しかしそんなわけない。嫌い以前のものなのだ。
だってそれは藍園逢離という個に対して嫌悪しているわけではないから。
「藍園さんが嫌いじゃないんです。わたしは、人間が嫌いなんです」
「よかった」
逢離は安心し、安堵の息を吐いては微笑んだ。それがあまりにもおかしくて、つい言葉を紡いでしまう。
「どうしてですか?」
「だって「あたし」が嫌いならきっと諦められるけど、「それ」だとまだ諦めなくていいから」
そのままカレーパンも食べ終えて、ゆっくりと立ち上がる。まだビニール袋の中には菓子パンが詰め込まれていた。あの量を全て食べるのだろうか? 気にはなったが聞くことはしない。
だって、そんなことをすれば逢離はきっと返事をするに決まっているから。逢離は理愛と友達になりたいのかもしれない。印象的に悪い人間ではないと、理愛は思った。寧ろ「良い」に分類される。屈託無い笑み、真っ直ぐな気持ち。一緒にご飯を食べたかったというその気持ちを言葉にして伝えてくるその姿勢。理愛には真似の出来ないことだ。羨ましいと思う。

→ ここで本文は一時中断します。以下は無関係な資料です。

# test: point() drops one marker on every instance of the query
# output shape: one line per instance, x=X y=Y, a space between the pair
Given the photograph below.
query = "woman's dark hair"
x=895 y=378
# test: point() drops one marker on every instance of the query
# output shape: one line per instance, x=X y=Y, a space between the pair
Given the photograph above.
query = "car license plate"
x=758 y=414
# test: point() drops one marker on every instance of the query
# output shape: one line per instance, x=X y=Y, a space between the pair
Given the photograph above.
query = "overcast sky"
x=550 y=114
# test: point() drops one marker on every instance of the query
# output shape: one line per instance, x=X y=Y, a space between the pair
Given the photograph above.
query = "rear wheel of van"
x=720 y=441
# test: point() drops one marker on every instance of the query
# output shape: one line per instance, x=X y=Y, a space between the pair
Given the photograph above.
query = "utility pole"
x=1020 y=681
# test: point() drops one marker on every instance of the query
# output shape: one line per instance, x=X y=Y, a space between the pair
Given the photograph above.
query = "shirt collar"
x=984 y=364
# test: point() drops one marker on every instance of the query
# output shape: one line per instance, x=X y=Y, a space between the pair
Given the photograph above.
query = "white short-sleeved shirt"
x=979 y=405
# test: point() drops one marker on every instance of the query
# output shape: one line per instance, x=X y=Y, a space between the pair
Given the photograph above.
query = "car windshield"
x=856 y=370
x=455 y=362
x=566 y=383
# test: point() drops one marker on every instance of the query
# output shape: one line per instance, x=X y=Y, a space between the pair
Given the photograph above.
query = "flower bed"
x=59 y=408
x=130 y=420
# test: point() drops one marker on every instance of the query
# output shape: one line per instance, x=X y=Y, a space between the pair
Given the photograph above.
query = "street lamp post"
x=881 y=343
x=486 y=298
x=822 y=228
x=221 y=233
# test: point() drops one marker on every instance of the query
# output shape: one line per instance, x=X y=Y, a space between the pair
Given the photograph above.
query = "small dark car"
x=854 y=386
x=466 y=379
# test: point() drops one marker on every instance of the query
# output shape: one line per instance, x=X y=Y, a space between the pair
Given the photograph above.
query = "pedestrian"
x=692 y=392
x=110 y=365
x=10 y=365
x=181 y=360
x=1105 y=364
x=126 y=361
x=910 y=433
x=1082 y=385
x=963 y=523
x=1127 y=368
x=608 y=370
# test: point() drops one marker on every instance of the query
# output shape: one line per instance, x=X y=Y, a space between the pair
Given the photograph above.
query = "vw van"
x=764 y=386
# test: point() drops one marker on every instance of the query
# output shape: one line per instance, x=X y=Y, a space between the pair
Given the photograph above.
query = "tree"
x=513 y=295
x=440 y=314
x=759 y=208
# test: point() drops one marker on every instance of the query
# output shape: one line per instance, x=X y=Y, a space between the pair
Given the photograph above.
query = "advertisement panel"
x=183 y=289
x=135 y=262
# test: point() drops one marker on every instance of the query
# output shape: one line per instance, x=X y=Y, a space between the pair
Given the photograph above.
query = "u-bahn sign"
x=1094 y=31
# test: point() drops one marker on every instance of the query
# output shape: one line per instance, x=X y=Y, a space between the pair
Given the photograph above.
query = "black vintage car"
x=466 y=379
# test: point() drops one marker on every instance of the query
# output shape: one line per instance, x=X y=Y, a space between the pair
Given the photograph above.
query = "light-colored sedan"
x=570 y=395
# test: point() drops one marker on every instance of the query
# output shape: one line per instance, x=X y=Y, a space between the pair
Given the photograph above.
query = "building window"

「時任さん、あたしね、時任さんの友達になりたいんだけどダメかな?」
「それは……」
いきなりそんなことを言われても困る。
そして答えは決まっている。
友達なんて、いらない。
どうしてそんなことを言うのか、どうして友達になりたいのか、不可解すぎた。
「どうして、そんなことを?」
「どうしてって、それって理由がいるのかな?」
そんな逢離の言葉に更に謎は深まるばかりだった。
いつか裏切るのなら、いつか敵になるのなら、そんなモノは最初からいなくていいのだ。
だから、「藍園逢離」だって理愛はいらないのだ。
理愛がそれを欲することは、絶対にあってはならないのだ。
「ごめんなさい」
だから理愛は逢離に謝罪したのだった。